Charter School Community Responds to School District Attacks

This week families celebrate school choice across PA

HARRISBURG – The following is a statement from Ana Meyers, executive director of the Pennsylvania Coalition of Public Charter Schools, on the anti-charter school news conferences held by school districts during National School Choice Week.

“This week, children across the nation gather to celebrate the schools they have CHOSEN during National School Choice Week. It is a time when students plan events that showcase their schools and the talents they have been able to cultivate at their schools of choice. In Pennsylvania, there are a record-breaking 2,915 events taking place this week.

It is unfortunate that Pennsylvania’s school district leaders chose this week to attack public charter schools, rather than work with them to find solutions. Worse, they consistently attack charter school families for choosing to leave their schools.

It’s clear to anyone paying attention that their political agenda is to put more money in their coffers, not help students seeking the best educational options available.

There were plenty of false statements made today during the two press conferences held by school district superintendents – all of which we have already addressed but will continue to reiterate since the facts seem to escape these district representatives.

  • Pennsylvania’s charter schools are all public, nonprofit schools that operate under the same accountability and transparency standards as school districts. In fact, public charter schools face even greater accountability because they are approved by their authorizer (the local school district or the Pennsylvania Department of Education) and they are accountable to the families who CHOSE them.
  • District leaders talk a lot about charter “costs” and the rising price of charter schools. What they fail to explain to the public is that charter tuition is based on district spending and the number of students enrolling in charters. If districts are concerned about rising “costs” of charters, they should address the reasons why students are leaving and make those changes. In addition, districts love to blame charters for their financial woes but the truth remains that school districts actually profit off of charter school students because they get to keep about 25% of their tuition amount. So they get to keep a quarter of a student’s funding without any responsibility for educating that child.
  • District leaders don’t seem to have a problem with school choice, as long as parents are paying for it. They seem to have the distorted belief that the money they receive from the state or local taxpayers is somehow owed to them or they have earned it in some way. School districts exist to serve students and are funded based on the students who attend these schools. If a child chooses to leave their assigned school district for a charter school, their taxpayer funding should follow them.
  • District leaders who have called for funding cuts to charter schools and/or a moratorium on new charter school seats are disproportionately harming low-income students and students of color who benefit most from Pennsylvania’s public charter schools. As indicated by the superintendents who said they are not against school choice as long as parents are paying for it, school district leaders want to trap vulnerable populations of students in their institutions and eliminate all threat of competition so they can maintain their monopoly on public education.

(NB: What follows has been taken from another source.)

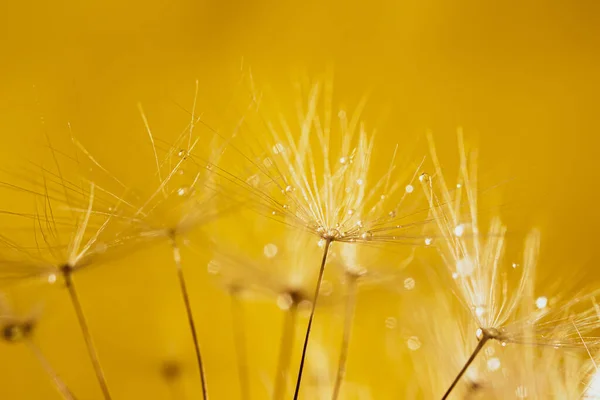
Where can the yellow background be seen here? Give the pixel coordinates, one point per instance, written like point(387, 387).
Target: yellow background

We agree with district leaders that Pennsylvania’s Charter School Law needs to be fixed and we have been working for 4+ years to make meaningful reforms happen in Harrisburg. Instead of attacking charter schools and their students on during National School Choice Week, we ask these individuals and their advocacy groups to work with us on a reform package we can all agree on.

I ask that the media outlets and journalists covering these anti-charter press conferences ask these leaders meaningful questions about why their students are leaving and why they haven’t right-sized their budgets to reflect decreased enrollments. I also ask that they reach out to charter school families to hear why they left their school district (we would be happy to facilitate) and we invite you to attend one of our flagship National School Choice Week events, either in Allentown on Tuesday or Midland on Thursday.”